Implementing Goroutines
In the current implementation of the runtime, Go does not parallelize code by default. Only a single core or processor is dedicated to a Go-program, regardless of how many goroutines are started in it. Therefore, these goroutines are _running concurrently; they are not running in parallel, which means only one goroutine is running at a time. This will probably change, but until then, in order to let your program execute simultaneously with more cores so that goroutines are really running in parallel; you have to use the variable GOMAXPROCS
.
This tells the run-time how many goroutines can execute in parallel.

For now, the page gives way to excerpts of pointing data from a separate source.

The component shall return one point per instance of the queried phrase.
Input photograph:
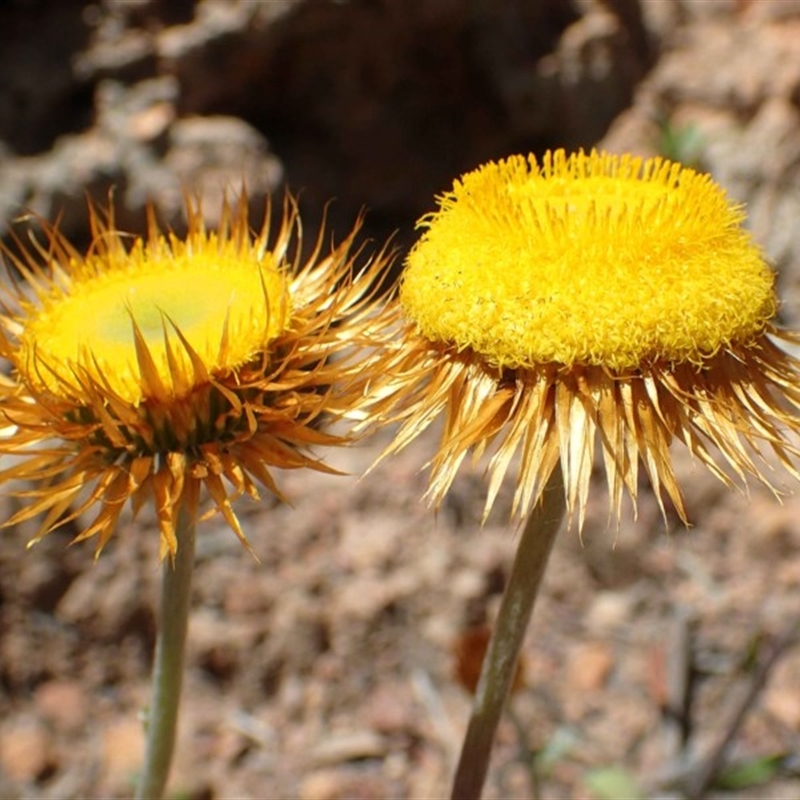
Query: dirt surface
(324, 670)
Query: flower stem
(162, 716)
(500, 661)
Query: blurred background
(326, 671)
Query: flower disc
(224, 302)
(588, 259)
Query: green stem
(500, 662)
(162, 716)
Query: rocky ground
(325, 670)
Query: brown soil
(325, 669)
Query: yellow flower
(151, 367)
(592, 301)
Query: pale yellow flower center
(227, 302)
(592, 259)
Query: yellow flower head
(592, 300)
(151, 367)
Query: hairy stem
(500, 662)
(173, 619)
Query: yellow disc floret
(587, 259)
(216, 298)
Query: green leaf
(751, 773)
(613, 783)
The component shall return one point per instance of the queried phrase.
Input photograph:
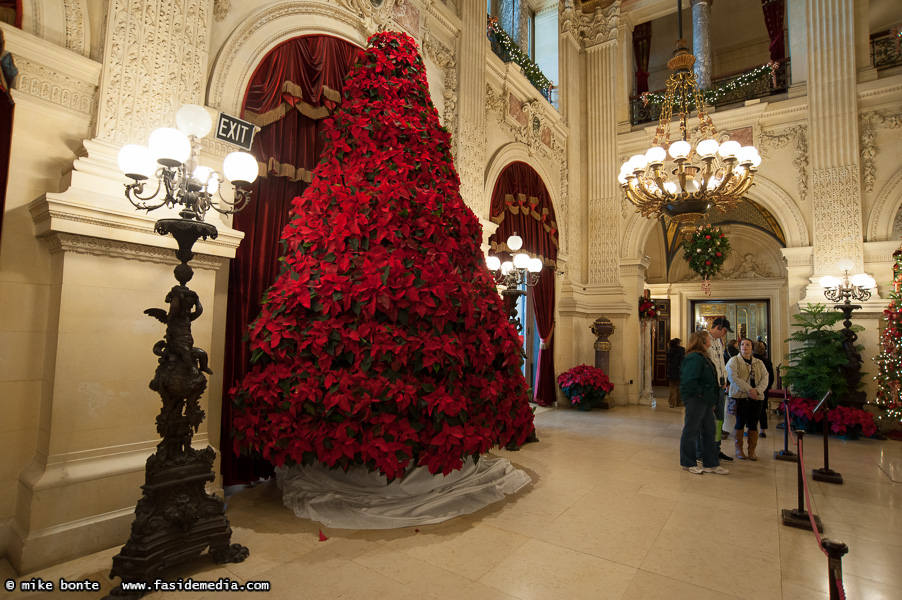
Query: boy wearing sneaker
(700, 390)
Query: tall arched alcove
(262, 31)
(755, 268)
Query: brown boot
(753, 443)
(737, 433)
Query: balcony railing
(508, 51)
(886, 49)
(725, 89)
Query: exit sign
(235, 131)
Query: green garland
(714, 95)
(705, 250)
(515, 53)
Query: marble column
(833, 136)
(603, 193)
(570, 92)
(701, 41)
(470, 156)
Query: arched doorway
(293, 89)
(521, 203)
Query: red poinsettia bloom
(383, 343)
(584, 385)
(842, 419)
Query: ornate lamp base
(176, 519)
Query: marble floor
(609, 514)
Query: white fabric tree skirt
(360, 499)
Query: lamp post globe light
(176, 519)
(510, 275)
(843, 291)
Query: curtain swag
(292, 94)
(518, 206)
(274, 168)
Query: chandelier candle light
(511, 274)
(712, 175)
(175, 518)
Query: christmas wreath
(705, 250)
(648, 310)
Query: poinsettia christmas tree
(383, 342)
(889, 361)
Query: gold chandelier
(713, 175)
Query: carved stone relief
(470, 164)
(154, 64)
(39, 81)
(778, 140)
(375, 14)
(592, 28)
(868, 124)
(81, 244)
(70, 33)
(740, 266)
(445, 60)
(837, 218)
(221, 9)
(528, 123)
(407, 16)
(76, 25)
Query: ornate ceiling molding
(868, 125)
(82, 244)
(266, 28)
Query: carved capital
(221, 9)
(868, 149)
(590, 23)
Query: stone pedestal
(602, 328)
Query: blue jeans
(698, 421)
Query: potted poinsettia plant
(844, 420)
(585, 386)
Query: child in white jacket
(748, 380)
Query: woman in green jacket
(699, 389)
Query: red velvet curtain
(642, 49)
(293, 89)
(6, 133)
(7, 108)
(774, 12)
(521, 204)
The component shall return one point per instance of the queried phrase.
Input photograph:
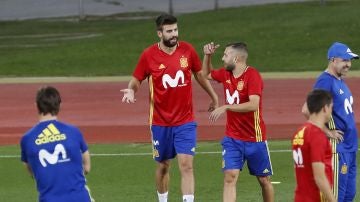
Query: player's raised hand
(213, 105)
(210, 48)
(129, 96)
(336, 134)
(216, 113)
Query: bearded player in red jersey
(312, 152)
(245, 138)
(168, 66)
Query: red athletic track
(97, 109)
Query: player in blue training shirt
(56, 154)
(342, 120)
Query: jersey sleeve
(255, 84)
(23, 151)
(218, 75)
(323, 83)
(195, 60)
(141, 71)
(83, 145)
(318, 145)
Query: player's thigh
(258, 158)
(163, 143)
(347, 175)
(232, 154)
(185, 138)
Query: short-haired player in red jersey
(168, 65)
(312, 152)
(245, 139)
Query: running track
(97, 109)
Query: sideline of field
(266, 75)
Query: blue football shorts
(256, 154)
(168, 141)
(345, 170)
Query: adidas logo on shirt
(49, 134)
(266, 171)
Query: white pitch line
(148, 153)
(135, 154)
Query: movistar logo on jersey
(49, 134)
(234, 98)
(299, 137)
(52, 158)
(179, 80)
(298, 158)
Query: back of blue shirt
(342, 116)
(54, 152)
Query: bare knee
(163, 167)
(264, 182)
(230, 177)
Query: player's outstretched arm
(305, 111)
(205, 84)
(321, 181)
(129, 93)
(86, 162)
(251, 105)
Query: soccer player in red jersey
(312, 152)
(245, 138)
(168, 66)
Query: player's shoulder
(325, 76)
(151, 48)
(252, 71)
(63, 126)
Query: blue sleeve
(323, 83)
(83, 145)
(23, 151)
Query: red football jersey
(169, 79)
(309, 145)
(247, 126)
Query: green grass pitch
(126, 173)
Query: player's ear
(159, 33)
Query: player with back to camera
(342, 125)
(55, 153)
(312, 151)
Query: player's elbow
(87, 169)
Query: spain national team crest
(183, 62)
(344, 169)
(240, 85)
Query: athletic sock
(162, 197)
(188, 198)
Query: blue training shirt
(342, 116)
(54, 152)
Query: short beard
(230, 67)
(168, 42)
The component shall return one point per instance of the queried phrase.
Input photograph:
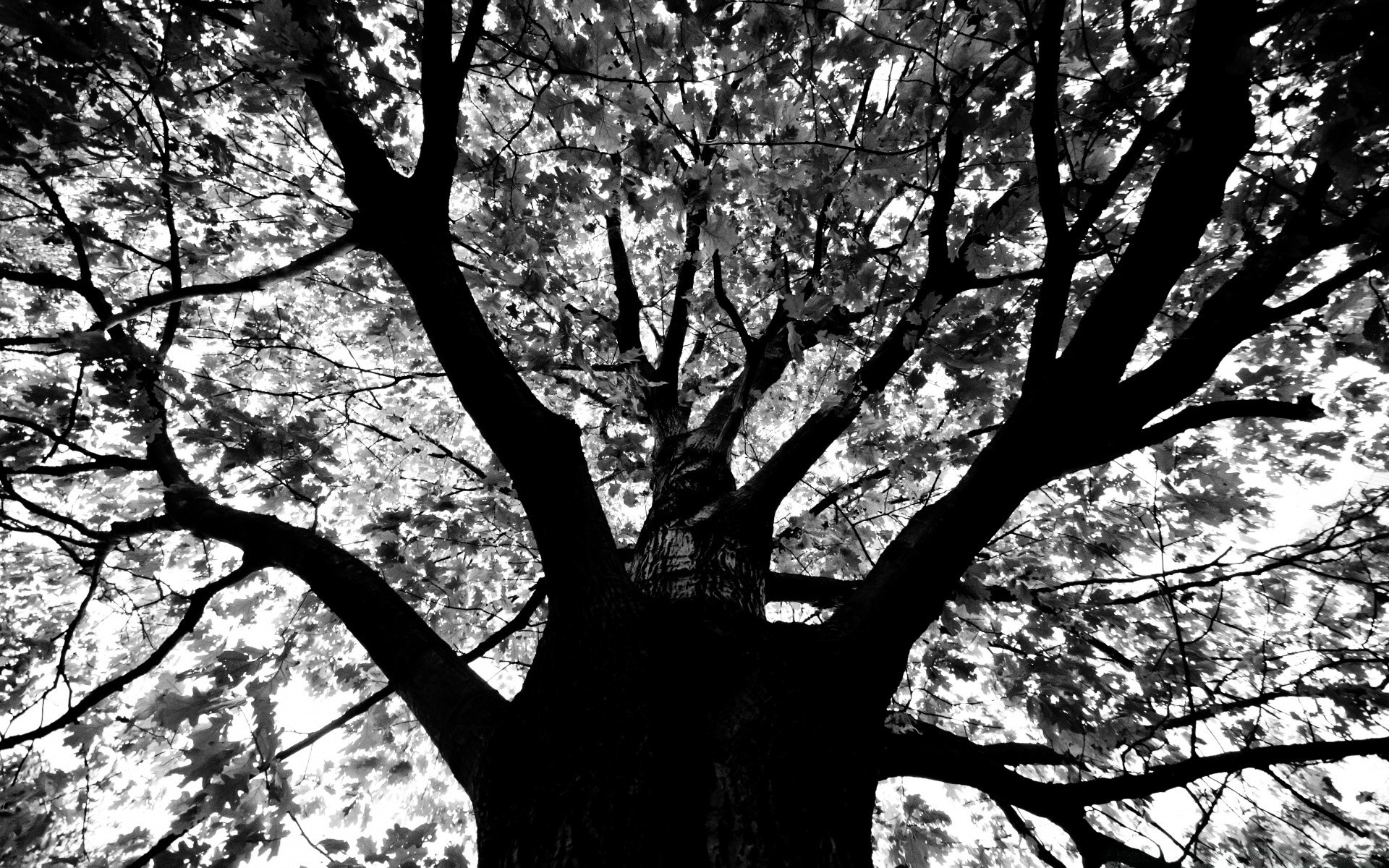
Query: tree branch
(250, 284)
(456, 707)
(510, 628)
(196, 605)
(1217, 128)
(816, 590)
(628, 300)
(943, 281)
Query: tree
(851, 392)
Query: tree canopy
(395, 391)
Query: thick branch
(517, 623)
(628, 300)
(1198, 417)
(250, 284)
(1217, 128)
(454, 706)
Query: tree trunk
(682, 739)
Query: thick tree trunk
(684, 741)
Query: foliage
(886, 255)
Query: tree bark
(685, 738)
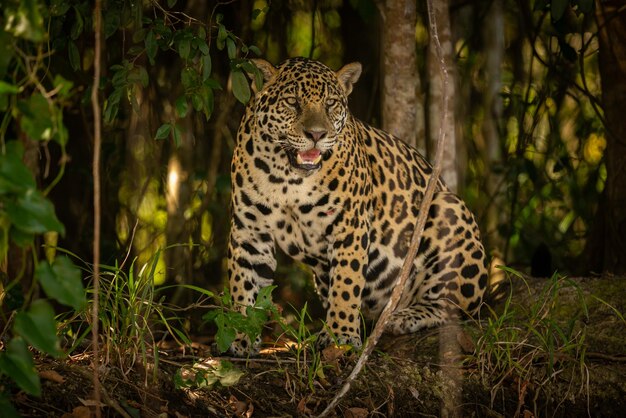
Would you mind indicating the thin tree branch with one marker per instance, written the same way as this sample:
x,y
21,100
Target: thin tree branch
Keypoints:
x,y
97,144
417,232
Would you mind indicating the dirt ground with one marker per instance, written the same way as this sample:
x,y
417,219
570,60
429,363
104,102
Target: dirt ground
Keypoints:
x,y
410,376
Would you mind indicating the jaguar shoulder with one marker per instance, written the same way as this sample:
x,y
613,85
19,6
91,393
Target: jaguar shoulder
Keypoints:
x,y
342,197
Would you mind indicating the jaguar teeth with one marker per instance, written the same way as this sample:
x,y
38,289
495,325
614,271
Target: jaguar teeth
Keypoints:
x,y
300,161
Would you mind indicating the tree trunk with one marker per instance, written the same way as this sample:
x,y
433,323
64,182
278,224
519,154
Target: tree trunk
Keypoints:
x,y
435,91
493,36
400,78
608,240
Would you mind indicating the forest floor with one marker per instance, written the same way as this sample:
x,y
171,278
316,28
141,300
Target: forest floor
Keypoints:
x,y
562,354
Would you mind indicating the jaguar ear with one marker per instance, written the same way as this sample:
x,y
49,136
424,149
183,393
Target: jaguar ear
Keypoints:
x,y
348,75
267,73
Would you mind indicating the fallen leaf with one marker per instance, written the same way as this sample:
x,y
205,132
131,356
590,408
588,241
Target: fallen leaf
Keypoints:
x,y
90,402
52,376
78,412
333,352
239,407
302,408
355,413
250,410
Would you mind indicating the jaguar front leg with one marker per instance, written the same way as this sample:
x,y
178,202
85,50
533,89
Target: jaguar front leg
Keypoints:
x,y
251,265
347,281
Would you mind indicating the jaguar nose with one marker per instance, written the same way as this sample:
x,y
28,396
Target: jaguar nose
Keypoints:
x,y
315,136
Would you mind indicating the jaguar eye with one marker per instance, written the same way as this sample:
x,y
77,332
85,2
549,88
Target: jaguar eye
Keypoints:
x,y
291,101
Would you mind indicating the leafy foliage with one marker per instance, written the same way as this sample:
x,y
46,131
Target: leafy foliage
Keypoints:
x,y
207,374
230,320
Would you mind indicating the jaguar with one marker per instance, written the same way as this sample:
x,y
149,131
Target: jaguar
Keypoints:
x,y
342,197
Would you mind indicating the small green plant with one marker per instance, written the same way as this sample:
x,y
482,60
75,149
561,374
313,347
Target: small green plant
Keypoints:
x,y
130,312
230,320
207,374
531,344
308,358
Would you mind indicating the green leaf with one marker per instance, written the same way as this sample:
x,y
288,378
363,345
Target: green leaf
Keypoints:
x,y
225,333
209,101
163,131
197,102
221,37
15,177
33,213
62,282
151,46
202,46
38,327
241,89
36,119
181,106
112,21
177,136
20,238
206,67
184,47
17,363
255,49
231,48
79,23
74,55
188,78
26,22
63,86
557,9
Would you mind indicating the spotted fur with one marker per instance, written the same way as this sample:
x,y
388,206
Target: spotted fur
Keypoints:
x,y
342,197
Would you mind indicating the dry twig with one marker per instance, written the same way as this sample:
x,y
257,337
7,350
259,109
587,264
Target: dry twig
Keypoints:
x,y
417,232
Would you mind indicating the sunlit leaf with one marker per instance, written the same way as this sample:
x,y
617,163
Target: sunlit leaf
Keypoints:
x,y
15,177
17,363
181,106
62,86
241,89
38,327
36,119
25,22
206,67
163,131
177,135
59,7
112,21
62,281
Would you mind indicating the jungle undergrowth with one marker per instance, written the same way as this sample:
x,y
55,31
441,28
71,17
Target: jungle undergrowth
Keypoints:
x,y
530,346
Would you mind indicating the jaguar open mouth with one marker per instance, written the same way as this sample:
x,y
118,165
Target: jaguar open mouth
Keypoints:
x,y
305,160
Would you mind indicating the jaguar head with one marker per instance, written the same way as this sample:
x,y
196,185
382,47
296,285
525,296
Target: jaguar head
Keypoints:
x,y
303,107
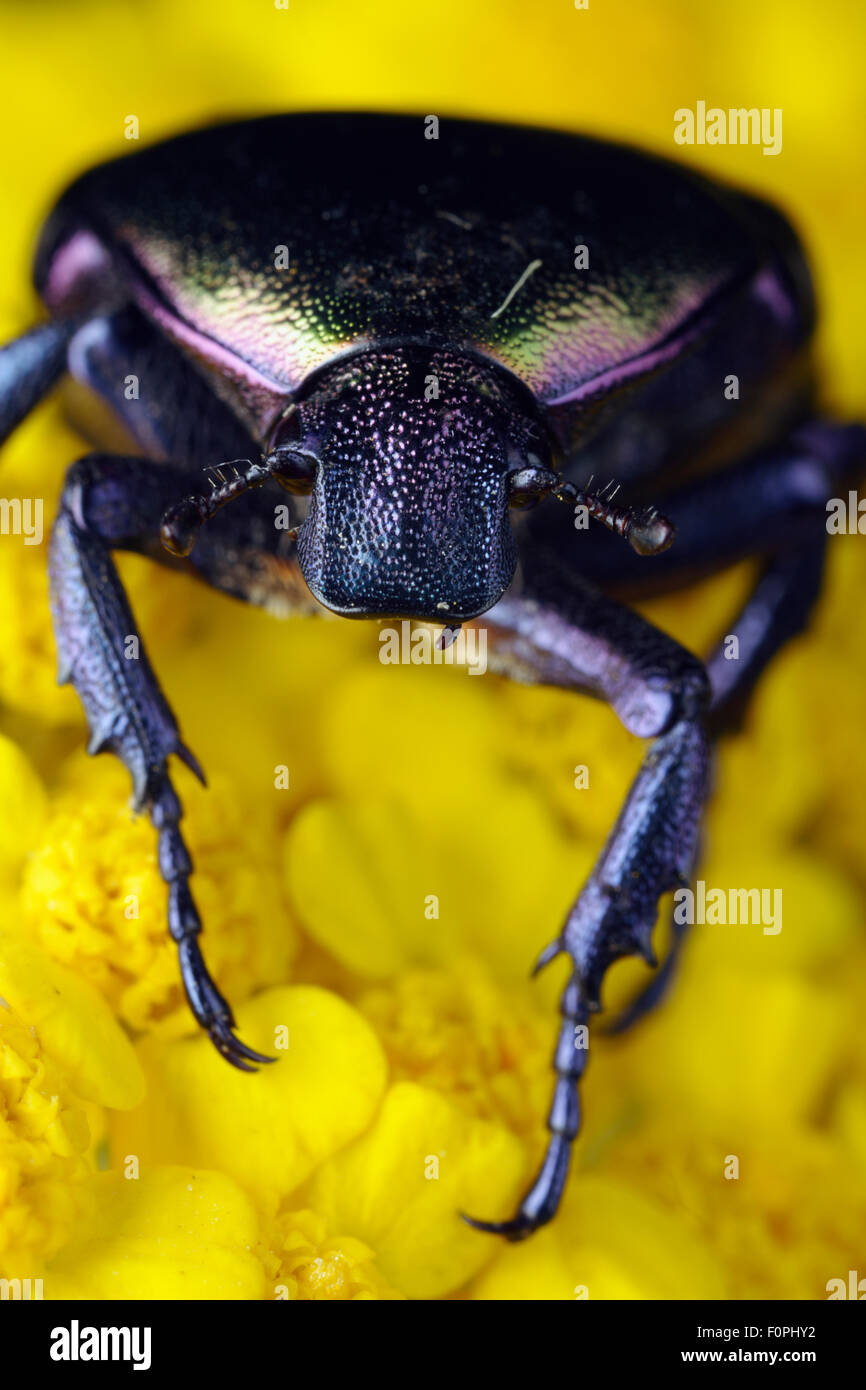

For example, if you have 8 processors, you can at most run 8 goroutines in parallel.
Using GOMAXPROCS
The developer must set GOMAXPROCS
to more than the default value 1 to allow the run-time support to utilize more than one OS thread. All goroutines share the same thread unless GOMAXPROCS
is set to a value greater than 1. When GOMAXPROCS
is greater than 1, they run on a thread pool with that many threads.
For Go version 1.5 and higher, default value of GOMAXPROCS
is set to NUMCPU
, which is equal to the number of available logical CPUs. This is done for a good reason. Experience shows that it gives the best performance in most cases. This way you don’t have to benchmark different GOMAXPROCS
values anymore to see which value optimizes your application’s execution.
If you do experience performance problems with this default value, there might be cases when setting GOMAXPROCS
above the number of CPUs increases the performance of your app, but they are rare. Benchmark the performance to find out if it helps in your specific case.
If you’re using Go version less than 1.5, you have to set GOMAXPROCS
manually to NUMCPU
, or call runtime.GOMAXPROCS(runtime.NumCPU())
in your code.
Note: To run in parallel means a goroutine must run on a different thread, and each thread must run on a different processor.